A new map for the SDTF was constructed using an approach here referred to as the biome distribution modelling (BDM). BDM is based on species distribution modelling, where environmental variables are used in conjunction with species occurrence data to model species distributions. Instead of modelling a single species distribution, BDM uses a composite data set of habitat specialist species to model the distribution of the whole biome.

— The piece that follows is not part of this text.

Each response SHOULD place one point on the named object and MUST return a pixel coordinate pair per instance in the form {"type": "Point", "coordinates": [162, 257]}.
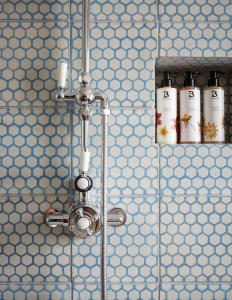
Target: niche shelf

BDM was performed using the maximum entropy model as implemented in Maxent software [64, 65] as the model has been shown to perform well against other presence only models [66]. The model uses the principle of maximum entropy density estimation to generate a probability distribution based on presence-only data [64, 65]. A single model was constructed for the South America SDTF using the complete herbarium specimen data set with 6,300 records. Input environmental variables included 19 bioclimatic variables and elevation data from WorldClim at 30 arc-second spatial resolution (c. 1 km2, [67]. The layers were downloaded in tiles, including tiles 23-24, 33-34, and 43-44. The entire set of 19 climatic variables was used to avoid any a priori assumptions of correlations among the variables. Maxent 3.3.2 ( was run with default settings: convergence threshold 10-5, maximum number of iterations of 500, regularisation = 1. Distribution data set was partitioned so that 30% of the records were omitted from model building and used as a test dataset (1,025 specimens). Ten iterations of the model were run with random seed to derive mean and standard deviation (SD) of AUC model scores. The model output was evaluated using the area under curve (AUC) value of receiver operating characteristic (ROC) plot. AUC value of 1 indicates optimal performance, whilst AUC = 0.5 indicates performance equal to random. The importance of the input environmental variables in model building was measured using jackknife. Jackknife test compares gains between models run with and without each environmental variable and measures the relative importance of each variable to the final model build. The resulting distribution is given in logistical values, where 0 refers to low probability and values near 1 mean high probability of presence. Map was generated by visualising all areas with logistical value > 0.5. Omission levels at this level were 36% for training and 37% for testing data set. The map is available from the authors by request.